Canon 1329 specifies that accomplices to an act that triggers a latae sententiae excommunication are also subject to the same penalty if "without their assistance, the crime would not have been committed." Canonists believe such accomplices include the doctor and nurses who perform the procedure, as well as friends or family (such as the husband or boyfriend) who cooperate in a direct fashion, such as paying for the abortion or driving to the clinic.

Canon 1323, however, stipulates that no one can be excommunicated who:
  • Has not turned 17;
  • Was, without fault, ignorant of violating the law;
  • Acted under physical force, or under a chance occurrence that could not be foreseen or avoided;
  • Acted under compulsion of grave fear;
  • Lacked the use of reason.
  • Hence a woman who did not realize that an abortion triggers automatic excommunication is not subject to the penalty (unlike Anglo-Saxon civil law, in canon law ignorance of the law is an excuse). Similarly, a woman who was compelled into an abortion by an abusive husband, or a woman with Down syndrome who did not understand the nature of the act, is not subject to excommunication.

    Johnstone said that determinations in specific cases can only be made under the guidance of a priest-confessor.

    According to Canon 1331, an excommunicated person cannot have any ministerial part in the celebration of the Eucharist or other ceremonies of public worship; cannot receive the sacraments; and cannot exercise any ecclesiastical offices, functions, or acts of governance.

    Canon 1355 gives the local bishop power to cancel a latae sententiae excommunication, usually in the context of confession: Many bishops grant all priests under their power permission to absolve from such an excommunication without getting the bishop's permission, at least in the case of a first abortion. Canon 1357 allows a priest to lift the excommunication even without such authorization if it would otherwise be difficult for the person to remain in the state of grave sin.

    Canon 1041 states that anyone who has cooperated in procuring an abortion is to be barred from ordination as a priest.

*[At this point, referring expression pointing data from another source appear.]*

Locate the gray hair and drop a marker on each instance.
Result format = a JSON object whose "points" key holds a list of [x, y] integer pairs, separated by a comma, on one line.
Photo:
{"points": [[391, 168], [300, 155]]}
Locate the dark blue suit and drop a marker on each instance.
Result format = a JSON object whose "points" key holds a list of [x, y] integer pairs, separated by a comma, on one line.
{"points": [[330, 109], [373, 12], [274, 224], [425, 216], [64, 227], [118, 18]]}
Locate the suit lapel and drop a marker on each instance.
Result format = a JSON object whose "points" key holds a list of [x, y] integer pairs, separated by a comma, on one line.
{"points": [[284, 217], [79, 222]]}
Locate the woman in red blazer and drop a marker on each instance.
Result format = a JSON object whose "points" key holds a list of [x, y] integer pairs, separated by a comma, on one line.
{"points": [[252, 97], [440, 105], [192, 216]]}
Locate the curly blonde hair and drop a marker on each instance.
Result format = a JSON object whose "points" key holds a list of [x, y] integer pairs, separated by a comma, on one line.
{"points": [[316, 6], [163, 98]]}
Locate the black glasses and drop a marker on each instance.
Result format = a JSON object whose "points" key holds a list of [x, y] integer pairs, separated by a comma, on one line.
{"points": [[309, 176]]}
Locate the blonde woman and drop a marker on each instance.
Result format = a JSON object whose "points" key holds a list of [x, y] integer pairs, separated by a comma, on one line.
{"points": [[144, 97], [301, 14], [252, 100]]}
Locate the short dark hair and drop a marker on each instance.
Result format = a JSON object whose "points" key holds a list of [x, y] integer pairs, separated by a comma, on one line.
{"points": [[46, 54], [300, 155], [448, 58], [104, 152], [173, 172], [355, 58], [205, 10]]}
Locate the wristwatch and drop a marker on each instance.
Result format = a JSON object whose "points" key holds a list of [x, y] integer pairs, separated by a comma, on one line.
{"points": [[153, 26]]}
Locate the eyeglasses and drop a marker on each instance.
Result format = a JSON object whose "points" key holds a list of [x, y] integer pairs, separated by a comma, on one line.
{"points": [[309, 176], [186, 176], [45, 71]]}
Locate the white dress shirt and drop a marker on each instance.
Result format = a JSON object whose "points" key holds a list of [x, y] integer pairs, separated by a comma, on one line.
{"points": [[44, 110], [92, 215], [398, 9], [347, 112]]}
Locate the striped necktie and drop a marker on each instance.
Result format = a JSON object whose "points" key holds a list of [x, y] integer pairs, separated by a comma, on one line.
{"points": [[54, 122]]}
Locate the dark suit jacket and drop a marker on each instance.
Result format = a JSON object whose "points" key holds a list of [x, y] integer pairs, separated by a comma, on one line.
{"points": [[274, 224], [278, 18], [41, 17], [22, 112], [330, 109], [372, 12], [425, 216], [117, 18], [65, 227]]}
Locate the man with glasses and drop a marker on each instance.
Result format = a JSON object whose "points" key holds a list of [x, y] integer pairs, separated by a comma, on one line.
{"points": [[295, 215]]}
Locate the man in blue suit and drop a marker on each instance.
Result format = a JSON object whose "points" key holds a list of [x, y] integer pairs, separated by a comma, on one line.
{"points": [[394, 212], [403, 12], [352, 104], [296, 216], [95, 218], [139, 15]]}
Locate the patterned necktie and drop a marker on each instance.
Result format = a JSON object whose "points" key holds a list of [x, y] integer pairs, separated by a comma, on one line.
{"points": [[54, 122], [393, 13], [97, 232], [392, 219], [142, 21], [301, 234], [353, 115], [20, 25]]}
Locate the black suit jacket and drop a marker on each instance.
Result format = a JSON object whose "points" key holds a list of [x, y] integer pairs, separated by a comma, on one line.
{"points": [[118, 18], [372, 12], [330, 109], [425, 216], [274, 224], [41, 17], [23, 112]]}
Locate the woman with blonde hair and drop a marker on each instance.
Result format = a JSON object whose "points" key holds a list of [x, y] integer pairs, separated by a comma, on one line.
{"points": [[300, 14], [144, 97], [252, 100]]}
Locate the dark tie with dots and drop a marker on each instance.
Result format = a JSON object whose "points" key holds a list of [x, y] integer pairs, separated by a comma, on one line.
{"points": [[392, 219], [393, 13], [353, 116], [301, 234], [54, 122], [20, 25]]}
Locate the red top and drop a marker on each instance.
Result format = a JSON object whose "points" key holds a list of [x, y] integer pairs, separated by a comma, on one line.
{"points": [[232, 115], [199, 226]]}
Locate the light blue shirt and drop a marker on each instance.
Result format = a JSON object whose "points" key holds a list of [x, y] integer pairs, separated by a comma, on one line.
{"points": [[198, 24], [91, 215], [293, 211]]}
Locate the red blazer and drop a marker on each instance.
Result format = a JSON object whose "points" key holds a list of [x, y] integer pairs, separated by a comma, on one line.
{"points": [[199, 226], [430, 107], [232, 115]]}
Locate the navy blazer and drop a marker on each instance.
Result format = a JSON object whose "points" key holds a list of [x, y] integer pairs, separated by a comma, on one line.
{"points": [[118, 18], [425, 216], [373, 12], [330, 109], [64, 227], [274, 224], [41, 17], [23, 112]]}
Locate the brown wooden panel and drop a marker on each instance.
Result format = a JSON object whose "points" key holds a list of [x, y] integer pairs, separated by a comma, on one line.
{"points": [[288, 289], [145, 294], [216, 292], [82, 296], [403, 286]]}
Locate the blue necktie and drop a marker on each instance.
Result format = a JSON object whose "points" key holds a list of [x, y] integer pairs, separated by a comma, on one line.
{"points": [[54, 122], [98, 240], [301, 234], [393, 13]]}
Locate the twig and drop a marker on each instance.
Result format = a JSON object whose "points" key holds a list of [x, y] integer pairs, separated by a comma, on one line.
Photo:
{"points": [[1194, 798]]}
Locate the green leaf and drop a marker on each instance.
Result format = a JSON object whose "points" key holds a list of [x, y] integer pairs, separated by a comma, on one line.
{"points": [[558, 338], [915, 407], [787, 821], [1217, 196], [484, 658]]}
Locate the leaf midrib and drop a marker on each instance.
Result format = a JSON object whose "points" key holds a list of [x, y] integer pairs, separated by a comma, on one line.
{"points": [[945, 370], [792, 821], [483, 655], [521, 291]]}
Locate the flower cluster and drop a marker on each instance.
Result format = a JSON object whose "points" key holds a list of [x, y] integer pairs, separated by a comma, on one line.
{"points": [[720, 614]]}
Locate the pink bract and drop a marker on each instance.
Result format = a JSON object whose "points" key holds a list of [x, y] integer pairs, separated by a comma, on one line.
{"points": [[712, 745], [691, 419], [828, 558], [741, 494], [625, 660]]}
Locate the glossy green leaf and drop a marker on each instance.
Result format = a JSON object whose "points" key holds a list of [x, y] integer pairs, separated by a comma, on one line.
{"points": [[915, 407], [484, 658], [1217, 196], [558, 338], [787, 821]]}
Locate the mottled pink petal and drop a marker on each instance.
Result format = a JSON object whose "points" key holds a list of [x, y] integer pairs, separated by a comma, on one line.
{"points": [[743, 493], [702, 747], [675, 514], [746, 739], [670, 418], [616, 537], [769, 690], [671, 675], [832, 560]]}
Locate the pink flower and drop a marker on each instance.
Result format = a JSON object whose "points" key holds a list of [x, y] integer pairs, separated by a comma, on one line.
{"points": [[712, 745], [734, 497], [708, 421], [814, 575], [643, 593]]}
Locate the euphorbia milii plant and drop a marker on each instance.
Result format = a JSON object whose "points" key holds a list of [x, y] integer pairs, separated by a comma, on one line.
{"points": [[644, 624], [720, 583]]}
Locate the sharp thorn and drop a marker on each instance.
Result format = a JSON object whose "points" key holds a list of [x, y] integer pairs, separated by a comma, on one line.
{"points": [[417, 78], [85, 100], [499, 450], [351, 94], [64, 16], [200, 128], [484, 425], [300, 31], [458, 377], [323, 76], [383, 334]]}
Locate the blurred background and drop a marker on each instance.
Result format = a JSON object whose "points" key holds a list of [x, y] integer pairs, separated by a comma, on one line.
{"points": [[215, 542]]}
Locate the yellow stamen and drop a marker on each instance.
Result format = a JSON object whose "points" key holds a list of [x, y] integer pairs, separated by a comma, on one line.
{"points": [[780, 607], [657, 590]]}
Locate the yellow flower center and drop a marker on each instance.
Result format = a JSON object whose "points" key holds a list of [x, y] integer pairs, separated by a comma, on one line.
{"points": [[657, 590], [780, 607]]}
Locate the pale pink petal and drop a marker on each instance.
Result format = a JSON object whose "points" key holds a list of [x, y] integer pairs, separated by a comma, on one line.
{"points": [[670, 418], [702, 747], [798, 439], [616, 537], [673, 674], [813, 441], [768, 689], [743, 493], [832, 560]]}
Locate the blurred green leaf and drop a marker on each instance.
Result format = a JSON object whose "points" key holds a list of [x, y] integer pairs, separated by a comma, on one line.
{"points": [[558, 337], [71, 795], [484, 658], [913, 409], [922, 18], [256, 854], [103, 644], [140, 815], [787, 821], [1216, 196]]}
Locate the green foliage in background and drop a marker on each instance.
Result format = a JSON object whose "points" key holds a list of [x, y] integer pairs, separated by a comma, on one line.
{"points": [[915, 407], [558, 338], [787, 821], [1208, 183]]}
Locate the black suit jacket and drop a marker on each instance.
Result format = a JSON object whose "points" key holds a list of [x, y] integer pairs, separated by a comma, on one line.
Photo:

    It's an open question in magisterial circles whether politicians who vote for legal abortion support public funding for abortion, and/or otherwise help make abortion available, should be considered "accomplices" and hence excommunicated. Johnstone said that most moral theologians believe such votes may be morally wrong, but they do not constitute sufficiently direct involvement in an individ ual abortion to trigger excommunication.

    Bishop Elio Sgreccia, vice president of the Pontifical Academy for Life and a frequent Vatican spokesman on bioethics, nevertheless told NCR in a mid-October interview that it is his "personal opinion" that politicians who support permissive abortion laws are subject to the canonical penalties for accomplices.

    One exception is identified in Pope John Paul's 1995 encyclical on bioethics, Evangelium Vitae. When outlawing abortion is politically impossible, the pope held, a politician could vote for a law that permits some abortions, if it's the most restrictive result feasible and the alternative would be a more liberal standard.

    "When it is not possible to overturn or completely abrogate a pro-abortion law, an elected official, whose absolute personal opposition to procured abortion was well known, could licitly support proposals aimed at limiting the harm done by such a law and at lessening its negative consequences at the level of general opinion and public morality," the pope wrote. "This does not in fact represent an illicit cooperation with an unjust law, but rather a legitimate and proper attempt to limit its evil aspects."

    Cardinal Dionigi Tettamanzi of Milan, a key adviser to John Paul II on bioethical issues and a front-runner to be the next pope, defended the imposition of excommunication for abortion in his 2000 book Nuova Bioetica Cristiana.

    "Excommunication for procured abortion constitutes a gesture of maternal love," Tettamanzi wrote. "It expresses and puts into action the love of Mother Church, who comes to the defense of the defenseless unborn child, and who recalls and supports the one who has erred so that it doesn't happen again."